Cet article fournit un examen de publications sur la perception des risques ou l’anxiété concernant les rayonnements ionisants chez les personnes vivant au Japon après l’accident de la centrale nucléaire de Fukushima en 2011. Les mesures de la perception du risque et de l’anxiété ont été extraites de chaque publication identifiée (n = 24) et les changements dans le temps ont été résumés. Les taux d’anxiété liée aux rayonnements chez les résidents de Fukushima ont diminué entre 2012 et 2015. Selon les auteurs, des facteurs démographiques, des facteurs de stress liés à la catastrophe, la fiabilité des informations et des variables liées au rayonnement régissent la perception des risques ou l’anxiété.

La mesure de la perception des risques est bien délicate et profondément polysémique. En s’appuyant sur des méthodes déjà éprouvées, les publications n’apportent pas de conclusions nettes sur l’influence des facteurs étudiés, en dehors d’évidences ; toutefois, la relation entre la qualité de l’information de publics éduqués et la confiance associée peut être un facteur de diminution éventuelle des risques psychosociaux (ce qui devrait avantageusement être approfondi).

La situation de Tchernobyl, plus ancienne, aurait pu servir de comparaison, même si les situations culturelles et d’exposition aux radiations sont différentes.

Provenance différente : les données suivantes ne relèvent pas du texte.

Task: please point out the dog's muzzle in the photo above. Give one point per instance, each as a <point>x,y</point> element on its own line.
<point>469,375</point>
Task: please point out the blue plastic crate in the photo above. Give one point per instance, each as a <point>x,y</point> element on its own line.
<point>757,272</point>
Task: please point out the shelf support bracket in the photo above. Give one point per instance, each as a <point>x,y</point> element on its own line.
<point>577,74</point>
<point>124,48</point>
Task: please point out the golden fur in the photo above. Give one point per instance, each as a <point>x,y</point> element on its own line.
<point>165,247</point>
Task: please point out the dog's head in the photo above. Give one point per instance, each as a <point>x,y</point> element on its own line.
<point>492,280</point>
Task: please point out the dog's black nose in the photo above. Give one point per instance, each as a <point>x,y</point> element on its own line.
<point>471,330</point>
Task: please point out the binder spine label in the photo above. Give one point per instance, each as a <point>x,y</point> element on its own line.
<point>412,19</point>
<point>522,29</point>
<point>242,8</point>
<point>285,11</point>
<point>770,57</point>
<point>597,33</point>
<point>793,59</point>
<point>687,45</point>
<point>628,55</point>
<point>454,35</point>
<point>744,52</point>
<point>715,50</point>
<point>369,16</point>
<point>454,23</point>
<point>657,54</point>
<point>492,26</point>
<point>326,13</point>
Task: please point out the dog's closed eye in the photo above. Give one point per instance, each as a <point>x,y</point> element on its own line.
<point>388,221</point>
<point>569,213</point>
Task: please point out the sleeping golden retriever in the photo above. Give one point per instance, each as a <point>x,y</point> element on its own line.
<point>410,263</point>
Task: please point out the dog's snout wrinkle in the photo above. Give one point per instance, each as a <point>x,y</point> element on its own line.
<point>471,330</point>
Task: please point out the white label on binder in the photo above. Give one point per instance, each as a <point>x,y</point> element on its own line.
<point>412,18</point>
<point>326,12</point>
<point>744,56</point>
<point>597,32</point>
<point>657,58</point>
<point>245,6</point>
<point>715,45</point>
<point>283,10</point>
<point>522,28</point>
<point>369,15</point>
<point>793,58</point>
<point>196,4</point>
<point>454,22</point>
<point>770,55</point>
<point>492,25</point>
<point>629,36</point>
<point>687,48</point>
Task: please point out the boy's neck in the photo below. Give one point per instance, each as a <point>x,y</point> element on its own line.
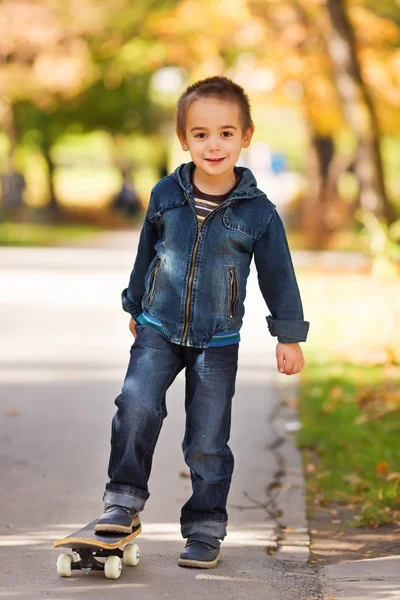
<point>210,184</point>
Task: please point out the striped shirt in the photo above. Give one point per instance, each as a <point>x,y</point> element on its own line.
<point>204,205</point>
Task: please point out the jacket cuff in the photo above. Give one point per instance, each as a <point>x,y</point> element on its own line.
<point>288,331</point>
<point>129,306</point>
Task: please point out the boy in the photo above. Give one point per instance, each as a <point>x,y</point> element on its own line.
<point>185,296</point>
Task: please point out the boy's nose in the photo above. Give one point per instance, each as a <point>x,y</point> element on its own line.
<point>213,144</point>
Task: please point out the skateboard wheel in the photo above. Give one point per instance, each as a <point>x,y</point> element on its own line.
<point>63,564</point>
<point>131,555</point>
<point>112,567</point>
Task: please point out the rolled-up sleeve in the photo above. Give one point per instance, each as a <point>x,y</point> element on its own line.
<point>132,295</point>
<point>278,284</point>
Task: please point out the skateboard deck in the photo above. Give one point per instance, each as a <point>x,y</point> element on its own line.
<point>88,547</point>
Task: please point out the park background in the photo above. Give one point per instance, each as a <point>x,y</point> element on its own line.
<point>88,92</point>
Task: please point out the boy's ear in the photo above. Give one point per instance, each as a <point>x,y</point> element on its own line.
<point>182,141</point>
<point>247,137</point>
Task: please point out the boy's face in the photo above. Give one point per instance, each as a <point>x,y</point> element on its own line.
<point>214,136</point>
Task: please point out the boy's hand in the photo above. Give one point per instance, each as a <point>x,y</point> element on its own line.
<point>289,358</point>
<point>132,327</point>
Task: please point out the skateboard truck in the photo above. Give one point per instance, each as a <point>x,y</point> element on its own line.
<point>89,549</point>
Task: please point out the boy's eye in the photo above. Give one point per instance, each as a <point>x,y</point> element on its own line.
<point>201,136</point>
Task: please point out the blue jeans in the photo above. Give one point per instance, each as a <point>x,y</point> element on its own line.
<point>210,386</point>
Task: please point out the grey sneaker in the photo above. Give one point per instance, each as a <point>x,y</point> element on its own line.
<point>117,519</point>
<point>201,551</point>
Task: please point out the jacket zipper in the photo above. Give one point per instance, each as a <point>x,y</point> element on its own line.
<point>152,281</point>
<point>191,273</point>
<point>233,290</point>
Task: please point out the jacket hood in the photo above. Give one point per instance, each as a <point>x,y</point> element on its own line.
<point>247,187</point>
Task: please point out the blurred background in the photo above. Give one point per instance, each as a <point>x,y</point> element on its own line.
<point>88,94</point>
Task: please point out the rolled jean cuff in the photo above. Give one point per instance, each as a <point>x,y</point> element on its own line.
<point>288,331</point>
<point>125,499</point>
<point>215,528</point>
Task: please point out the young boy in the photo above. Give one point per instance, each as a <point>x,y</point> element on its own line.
<point>203,225</point>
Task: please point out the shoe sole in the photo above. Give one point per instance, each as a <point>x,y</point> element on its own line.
<point>199,564</point>
<point>110,528</point>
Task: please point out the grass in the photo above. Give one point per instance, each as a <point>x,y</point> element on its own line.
<point>350,436</point>
<point>350,394</point>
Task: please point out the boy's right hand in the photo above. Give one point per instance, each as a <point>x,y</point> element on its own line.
<point>132,327</point>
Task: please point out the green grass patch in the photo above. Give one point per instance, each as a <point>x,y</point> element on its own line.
<point>35,234</point>
<point>350,438</point>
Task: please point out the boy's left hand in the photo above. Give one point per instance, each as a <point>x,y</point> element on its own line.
<point>289,358</point>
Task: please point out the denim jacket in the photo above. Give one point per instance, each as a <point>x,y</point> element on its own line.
<point>191,276</point>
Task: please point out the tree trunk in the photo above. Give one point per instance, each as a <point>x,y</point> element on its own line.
<point>358,110</point>
<point>314,209</point>
<point>53,204</point>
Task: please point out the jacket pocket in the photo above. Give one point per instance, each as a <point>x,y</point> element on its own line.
<point>152,281</point>
<point>233,292</point>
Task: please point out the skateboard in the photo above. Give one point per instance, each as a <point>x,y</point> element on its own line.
<point>89,548</point>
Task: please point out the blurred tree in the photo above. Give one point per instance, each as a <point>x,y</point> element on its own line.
<point>300,32</point>
<point>72,63</point>
<point>359,109</point>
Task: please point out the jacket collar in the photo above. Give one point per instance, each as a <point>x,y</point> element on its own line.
<point>247,187</point>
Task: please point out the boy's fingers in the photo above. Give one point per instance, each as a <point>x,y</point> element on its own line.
<point>289,366</point>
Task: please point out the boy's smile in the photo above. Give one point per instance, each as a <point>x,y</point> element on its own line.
<point>214,138</point>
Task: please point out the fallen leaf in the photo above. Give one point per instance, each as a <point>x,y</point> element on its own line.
<point>382,469</point>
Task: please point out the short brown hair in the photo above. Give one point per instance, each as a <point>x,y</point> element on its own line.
<point>218,87</point>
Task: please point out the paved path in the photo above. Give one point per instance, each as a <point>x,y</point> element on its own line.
<point>65,346</point>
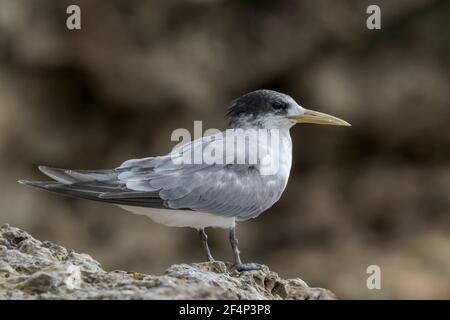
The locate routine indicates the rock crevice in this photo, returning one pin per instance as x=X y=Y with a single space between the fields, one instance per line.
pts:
x=33 y=269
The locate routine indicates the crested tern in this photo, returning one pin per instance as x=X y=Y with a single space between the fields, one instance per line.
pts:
x=175 y=191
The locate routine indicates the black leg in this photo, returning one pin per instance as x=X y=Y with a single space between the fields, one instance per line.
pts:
x=237 y=259
x=204 y=238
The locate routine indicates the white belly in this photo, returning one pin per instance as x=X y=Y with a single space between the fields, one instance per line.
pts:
x=183 y=218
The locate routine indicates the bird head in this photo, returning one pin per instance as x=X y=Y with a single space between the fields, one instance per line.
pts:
x=272 y=109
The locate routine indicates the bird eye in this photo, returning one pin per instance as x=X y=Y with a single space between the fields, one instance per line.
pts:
x=279 y=105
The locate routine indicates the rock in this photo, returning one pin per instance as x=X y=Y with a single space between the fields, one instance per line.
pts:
x=31 y=269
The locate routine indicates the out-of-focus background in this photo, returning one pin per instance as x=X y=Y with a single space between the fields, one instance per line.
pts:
x=376 y=193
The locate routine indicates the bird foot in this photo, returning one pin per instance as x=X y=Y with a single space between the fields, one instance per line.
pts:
x=248 y=266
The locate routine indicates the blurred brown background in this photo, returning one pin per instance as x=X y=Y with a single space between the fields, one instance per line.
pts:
x=376 y=193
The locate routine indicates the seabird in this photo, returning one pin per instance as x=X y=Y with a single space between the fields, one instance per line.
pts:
x=252 y=162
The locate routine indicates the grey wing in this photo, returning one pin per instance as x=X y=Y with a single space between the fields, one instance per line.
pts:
x=162 y=182
x=232 y=190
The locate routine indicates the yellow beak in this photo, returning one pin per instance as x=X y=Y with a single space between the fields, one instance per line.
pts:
x=311 y=116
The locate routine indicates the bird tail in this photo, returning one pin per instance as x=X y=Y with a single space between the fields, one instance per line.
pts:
x=97 y=185
x=77 y=183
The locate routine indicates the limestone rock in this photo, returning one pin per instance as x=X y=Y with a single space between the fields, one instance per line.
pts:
x=31 y=269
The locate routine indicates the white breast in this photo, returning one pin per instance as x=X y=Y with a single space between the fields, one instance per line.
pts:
x=183 y=218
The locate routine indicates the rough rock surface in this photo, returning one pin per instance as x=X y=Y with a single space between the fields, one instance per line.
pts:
x=31 y=269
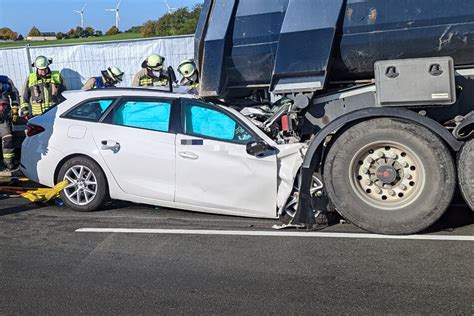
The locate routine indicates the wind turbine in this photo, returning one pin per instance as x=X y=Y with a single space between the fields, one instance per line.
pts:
x=170 y=10
x=81 y=12
x=117 y=16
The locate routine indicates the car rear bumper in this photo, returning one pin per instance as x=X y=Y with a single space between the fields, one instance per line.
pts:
x=39 y=162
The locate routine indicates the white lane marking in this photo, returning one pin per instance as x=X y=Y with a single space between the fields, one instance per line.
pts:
x=271 y=234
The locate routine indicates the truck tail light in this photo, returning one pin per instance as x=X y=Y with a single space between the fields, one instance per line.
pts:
x=285 y=123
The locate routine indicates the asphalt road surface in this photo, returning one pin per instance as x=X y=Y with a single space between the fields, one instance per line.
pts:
x=48 y=267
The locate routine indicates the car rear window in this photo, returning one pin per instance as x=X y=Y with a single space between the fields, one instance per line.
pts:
x=90 y=111
x=152 y=115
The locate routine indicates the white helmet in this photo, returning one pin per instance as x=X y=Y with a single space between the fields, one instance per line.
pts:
x=187 y=68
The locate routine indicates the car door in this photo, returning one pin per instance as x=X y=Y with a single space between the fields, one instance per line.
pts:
x=213 y=168
x=138 y=145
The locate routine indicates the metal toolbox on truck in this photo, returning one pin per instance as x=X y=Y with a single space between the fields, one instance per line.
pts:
x=421 y=81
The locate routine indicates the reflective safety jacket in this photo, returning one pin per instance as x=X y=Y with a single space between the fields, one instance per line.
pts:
x=8 y=89
x=42 y=93
x=143 y=78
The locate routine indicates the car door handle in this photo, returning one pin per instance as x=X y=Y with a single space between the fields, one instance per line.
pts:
x=110 y=145
x=188 y=155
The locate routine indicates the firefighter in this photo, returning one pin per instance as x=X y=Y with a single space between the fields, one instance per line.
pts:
x=152 y=74
x=187 y=69
x=9 y=101
x=109 y=78
x=42 y=89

Par souci d’éclairer la question, une analyse via Google-Trends sur la rubrique « Nuclear Risks » fait apparaître dans le monde une excitation spécifique en 2011 (Fukushima) avec une tendance à la diminution dans le temps. Le phénomène est classique, dès que l’on retrouve une situation quasi-normale, la tendance est de faire avec et de tenter d’oublier les problèmes pour survivre.

 

Dans le cas de Fukushima, il n’est pas encore possible d’avoir une idée spécifique de l’impact de cet accident majeur sur la qualité de vie des citoyens (voire leur survie), ce qui probablement limite la portée de ce travail de synthèse et des publications exploitées par les auteurs. C’est cependant un travail bien complexe à entreprendre.

Jean-Claude André


Publication analysée :

* Takebayaski Y1, Lyamzina Y, Suzuki Y, Murakami M. Risk perception and anxiety regarding radiation after the 2011 Fukushima Nuclear Power Plant accident: a systematic qualitative review. Int J Environ Res Public Health 2017 ; 14 (11). pii : E1306. doi : 10.3390/ijerph14111306

1 Department of Health Risk Communication, Fukushima Medical University School of Medicine, Fukushima, Japon.